‘Rain Songs’ is the sophomore EP from Cork based singer-songwriter Brian Casey, following his 2013 release ‘Plain Sailing’.

This time around, Casey offers up a handful of hazy, glacial, folk-based songs with enough variety from track to track to hold your attention and enough bitter-sweetness to tug at your heartstrings.

The EP’s greatest strength is its production quality. Entirely self-recorded, it manages to include effortless acoustic arrangements and more lush, grandiose recording practice. On opening track Believe Casey’s frank vocal and acoustic guitar are backed up by tasteful keys and strings, a simple drum beat and gorgeous lap-steel tones.

There is a certain warmth in the clarity of every instrument throughout, as if ‘Rain Songs’ was intended for those indoor duvet days. The EP is like a soundtrack for staring out the window, safe and smug in the knowledge that you’re home and dry.

As if trying to prove a point, Casey’s musicianship is on full show on ‘Rain Songs’. Not only are his vocals most soulful on Times River but they are solely backed by some impressive, intricate finger-picking. Showing a keen sense of song dynamics, Casey allows his songs to build naturally to a climax; favouring a tension-and-release approach rather than a standard soft-loud style.
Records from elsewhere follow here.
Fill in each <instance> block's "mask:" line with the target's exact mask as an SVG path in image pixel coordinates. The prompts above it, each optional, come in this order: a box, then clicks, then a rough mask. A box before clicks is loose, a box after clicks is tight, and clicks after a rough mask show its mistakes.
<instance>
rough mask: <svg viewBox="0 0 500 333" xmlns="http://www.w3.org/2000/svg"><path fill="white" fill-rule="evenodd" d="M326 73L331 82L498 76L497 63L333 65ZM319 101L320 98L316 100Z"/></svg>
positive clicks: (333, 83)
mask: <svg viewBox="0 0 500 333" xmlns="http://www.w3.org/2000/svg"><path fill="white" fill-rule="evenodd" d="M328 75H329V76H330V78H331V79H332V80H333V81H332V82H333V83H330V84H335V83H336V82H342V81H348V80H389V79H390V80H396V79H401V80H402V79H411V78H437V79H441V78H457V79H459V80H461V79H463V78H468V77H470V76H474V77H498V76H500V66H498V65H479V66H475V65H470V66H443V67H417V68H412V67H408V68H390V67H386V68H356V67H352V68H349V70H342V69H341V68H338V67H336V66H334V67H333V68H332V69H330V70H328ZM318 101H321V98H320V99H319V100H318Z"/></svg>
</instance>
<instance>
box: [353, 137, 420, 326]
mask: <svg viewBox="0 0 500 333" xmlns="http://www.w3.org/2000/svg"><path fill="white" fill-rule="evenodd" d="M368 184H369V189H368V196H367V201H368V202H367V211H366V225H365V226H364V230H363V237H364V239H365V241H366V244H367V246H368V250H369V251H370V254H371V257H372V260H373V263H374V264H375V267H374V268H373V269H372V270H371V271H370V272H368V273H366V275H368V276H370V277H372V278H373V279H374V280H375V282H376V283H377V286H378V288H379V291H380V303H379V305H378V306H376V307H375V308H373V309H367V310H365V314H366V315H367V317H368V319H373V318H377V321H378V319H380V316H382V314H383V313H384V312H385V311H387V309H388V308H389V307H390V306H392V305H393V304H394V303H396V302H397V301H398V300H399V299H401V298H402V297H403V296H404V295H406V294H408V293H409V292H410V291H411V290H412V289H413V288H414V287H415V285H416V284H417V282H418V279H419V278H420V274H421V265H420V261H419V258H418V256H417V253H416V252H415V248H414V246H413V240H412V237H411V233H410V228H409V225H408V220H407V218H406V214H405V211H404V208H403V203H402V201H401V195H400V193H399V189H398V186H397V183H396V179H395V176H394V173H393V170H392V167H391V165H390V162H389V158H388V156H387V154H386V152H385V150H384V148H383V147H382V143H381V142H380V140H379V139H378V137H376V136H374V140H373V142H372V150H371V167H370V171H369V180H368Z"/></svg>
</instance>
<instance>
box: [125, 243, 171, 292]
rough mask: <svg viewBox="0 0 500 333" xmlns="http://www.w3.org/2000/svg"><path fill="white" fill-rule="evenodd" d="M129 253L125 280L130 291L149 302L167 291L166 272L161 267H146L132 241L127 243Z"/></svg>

The false crescendo on closing track So Tomorrow is a particularly nice touch.

In terms of themes and tones, the songs seem vague and cryptic. Searching for meaning or anything truly profound or profane amongst anything here may prove fruitless, if not pointless. What is key to ‘Rain Songs’ is how the lyrics sound against their respective backdrops, they’re more so a part of the sound than the point of it all.

With many turning their hand on this style – see Ed Sheeran, Passenger, etc. – ‘Rain Songs’ may feel a little MOR, but it makes for some easy listening and does display a songwriter hitting his stride.